# Series : binomial coefficients

• April 21st 2010, 12:07 PM
Bruno J.
Series : binomial coefficients
Evaluate $\sum_{n=1}^\infty {2n \choose n}^{-1}$.
• April 21st 2010, 03:01 PM
Laurent
Spoiler:

For $n\geq 1$, we have $\frac{1}{{2n\choose n}}=\frac{n!n!}{(2n)!}=\frac{\Gamma(n+1)\Gamma(n+1 )}{\Gamma(2n+1)}$ $=\frac{n^2\Gamma(n)}{2n\Gamma(2n)}=\frac{n}{2}B(n, n)$ where $B$ is Euler's Beta function, hence $\frac{1}{{2n\choose n}}=\frac{n}{2}\int_0^1 x^{n-1}(1-x)^{n-1}dx$.

Since everything is positive, we may interchange sum and integral:

$\sum_{n=1}^\infty \frac{1}{{2n\choose n}}=\frac{1}{2}\int_0^1\left(\sum_{n=1}^\infty n(x(1-x))^{n-1}\right)dx$

hence

$\sum_{n=1}^\infty \frac{1}{{2n\choose n}} = \frac{1}{2}\int_0^1\frac{dx}{(1-x+x^2)^2}$.

Now, we can apply usual methods; Maple gives the value $\frac{1}{3}+\frac{2}{9\sqrt{3}}\pi$.

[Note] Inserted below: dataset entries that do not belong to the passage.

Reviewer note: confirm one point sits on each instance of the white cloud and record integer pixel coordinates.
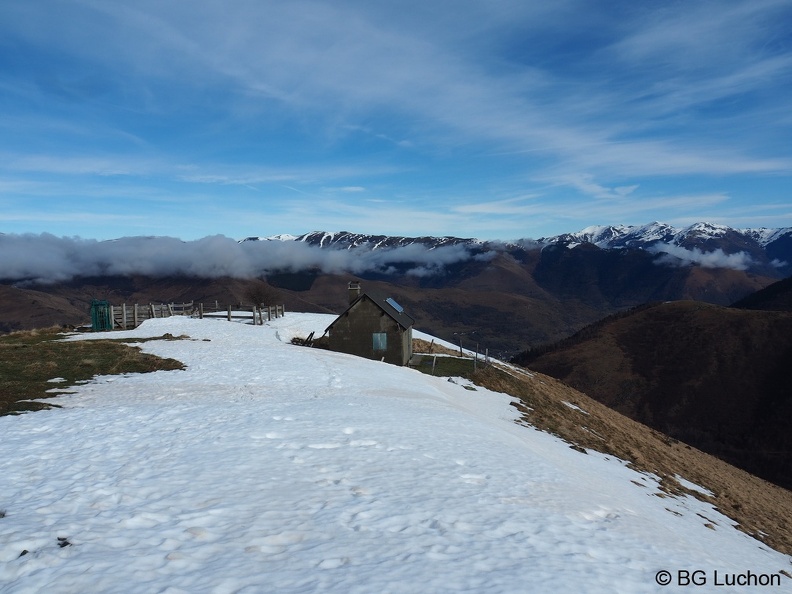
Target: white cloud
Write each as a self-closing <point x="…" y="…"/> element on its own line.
<point x="672" y="255"/>
<point x="46" y="258"/>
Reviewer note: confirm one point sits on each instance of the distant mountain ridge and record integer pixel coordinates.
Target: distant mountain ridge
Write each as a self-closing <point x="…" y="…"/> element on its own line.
<point x="760" y="250"/>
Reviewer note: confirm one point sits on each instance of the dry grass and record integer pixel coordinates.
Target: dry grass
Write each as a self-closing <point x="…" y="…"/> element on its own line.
<point x="28" y="359"/>
<point x="759" y="508"/>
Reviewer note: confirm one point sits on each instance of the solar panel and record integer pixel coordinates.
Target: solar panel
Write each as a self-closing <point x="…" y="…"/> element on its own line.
<point x="390" y="301"/>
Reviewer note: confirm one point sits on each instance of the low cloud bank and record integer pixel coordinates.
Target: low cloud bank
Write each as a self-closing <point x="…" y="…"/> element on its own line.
<point x="46" y="258"/>
<point x="674" y="255"/>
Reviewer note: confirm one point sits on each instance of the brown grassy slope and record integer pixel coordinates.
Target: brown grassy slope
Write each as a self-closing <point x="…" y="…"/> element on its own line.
<point x="28" y="359"/>
<point x="775" y="297"/>
<point x="759" y="508"/>
<point x="714" y="377"/>
<point x="28" y="308"/>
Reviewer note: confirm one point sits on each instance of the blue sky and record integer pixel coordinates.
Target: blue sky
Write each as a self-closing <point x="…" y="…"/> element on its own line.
<point x="497" y="119"/>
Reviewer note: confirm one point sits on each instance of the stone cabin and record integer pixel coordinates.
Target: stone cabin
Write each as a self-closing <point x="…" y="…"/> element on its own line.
<point x="372" y="327"/>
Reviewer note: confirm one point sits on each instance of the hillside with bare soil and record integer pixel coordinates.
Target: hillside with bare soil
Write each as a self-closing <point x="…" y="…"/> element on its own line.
<point x="714" y="377"/>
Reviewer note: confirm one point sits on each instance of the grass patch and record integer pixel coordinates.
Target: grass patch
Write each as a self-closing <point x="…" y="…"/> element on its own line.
<point x="29" y="359"/>
<point x="446" y="366"/>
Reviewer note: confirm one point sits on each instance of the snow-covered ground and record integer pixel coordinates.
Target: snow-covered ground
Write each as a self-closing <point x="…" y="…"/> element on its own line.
<point x="267" y="467"/>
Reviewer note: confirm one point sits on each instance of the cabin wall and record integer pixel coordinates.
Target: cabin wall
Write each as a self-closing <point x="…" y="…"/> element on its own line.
<point x="354" y="331"/>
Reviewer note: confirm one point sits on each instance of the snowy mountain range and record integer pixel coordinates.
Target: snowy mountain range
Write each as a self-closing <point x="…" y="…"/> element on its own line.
<point x="603" y="236"/>
<point x="266" y="467"/>
<point x="764" y="251"/>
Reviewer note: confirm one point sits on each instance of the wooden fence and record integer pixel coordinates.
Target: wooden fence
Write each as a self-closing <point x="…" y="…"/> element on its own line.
<point x="131" y="316"/>
<point x="259" y="315"/>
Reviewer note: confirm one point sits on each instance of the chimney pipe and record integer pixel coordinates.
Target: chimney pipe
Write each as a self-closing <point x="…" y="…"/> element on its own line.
<point x="354" y="291"/>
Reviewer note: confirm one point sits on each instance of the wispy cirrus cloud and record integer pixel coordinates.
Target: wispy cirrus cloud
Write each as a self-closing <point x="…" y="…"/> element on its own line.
<point x="461" y="105"/>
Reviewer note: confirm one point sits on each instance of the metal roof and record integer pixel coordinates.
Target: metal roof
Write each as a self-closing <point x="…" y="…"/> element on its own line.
<point x="386" y="304"/>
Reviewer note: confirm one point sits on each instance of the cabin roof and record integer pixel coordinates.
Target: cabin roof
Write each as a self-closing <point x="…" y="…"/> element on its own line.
<point x="386" y="304"/>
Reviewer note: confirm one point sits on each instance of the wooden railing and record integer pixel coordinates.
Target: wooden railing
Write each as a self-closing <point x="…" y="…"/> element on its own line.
<point x="127" y="316"/>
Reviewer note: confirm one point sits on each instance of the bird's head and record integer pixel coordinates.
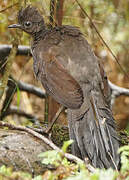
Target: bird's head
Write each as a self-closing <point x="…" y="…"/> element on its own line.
<point x="29" y="20"/>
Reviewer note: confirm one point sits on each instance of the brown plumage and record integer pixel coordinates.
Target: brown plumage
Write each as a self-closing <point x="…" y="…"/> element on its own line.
<point x="72" y="74"/>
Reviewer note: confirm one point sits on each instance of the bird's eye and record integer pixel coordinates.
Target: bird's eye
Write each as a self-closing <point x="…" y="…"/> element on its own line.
<point x="28" y="24"/>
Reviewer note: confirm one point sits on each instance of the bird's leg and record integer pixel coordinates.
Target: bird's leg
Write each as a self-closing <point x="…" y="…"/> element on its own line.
<point x="54" y="119"/>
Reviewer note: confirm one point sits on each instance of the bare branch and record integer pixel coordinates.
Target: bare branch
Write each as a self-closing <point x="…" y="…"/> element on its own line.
<point x="19" y="112"/>
<point x="103" y="41"/>
<point x="47" y="141"/>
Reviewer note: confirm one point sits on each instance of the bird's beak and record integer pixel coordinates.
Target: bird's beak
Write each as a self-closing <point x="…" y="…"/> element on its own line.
<point x="14" y="26"/>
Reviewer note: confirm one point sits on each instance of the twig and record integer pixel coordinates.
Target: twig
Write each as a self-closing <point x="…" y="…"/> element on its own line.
<point x="19" y="112"/>
<point x="54" y="119"/>
<point x="84" y="12"/>
<point x="47" y="141"/>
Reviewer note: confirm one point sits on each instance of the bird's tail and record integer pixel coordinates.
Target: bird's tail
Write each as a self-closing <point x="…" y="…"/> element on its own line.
<point x="94" y="134"/>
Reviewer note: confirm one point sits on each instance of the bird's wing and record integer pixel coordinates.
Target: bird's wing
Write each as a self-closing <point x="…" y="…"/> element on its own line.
<point x="60" y="84"/>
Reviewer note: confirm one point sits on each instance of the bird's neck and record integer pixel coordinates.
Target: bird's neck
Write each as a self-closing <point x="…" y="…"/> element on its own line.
<point x="37" y="36"/>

• April 21st 2010, 05:11 PM
Bruno J.
Great! My solution as well. (Cool)
• April 21st 2010, 07:01 PM
Drexel28
Quote:

Originally Posted by Bruno J.
Great! My solution as well. (Cool)

I'd be interested to see if there is a method by inverting the series expansion for arcsine.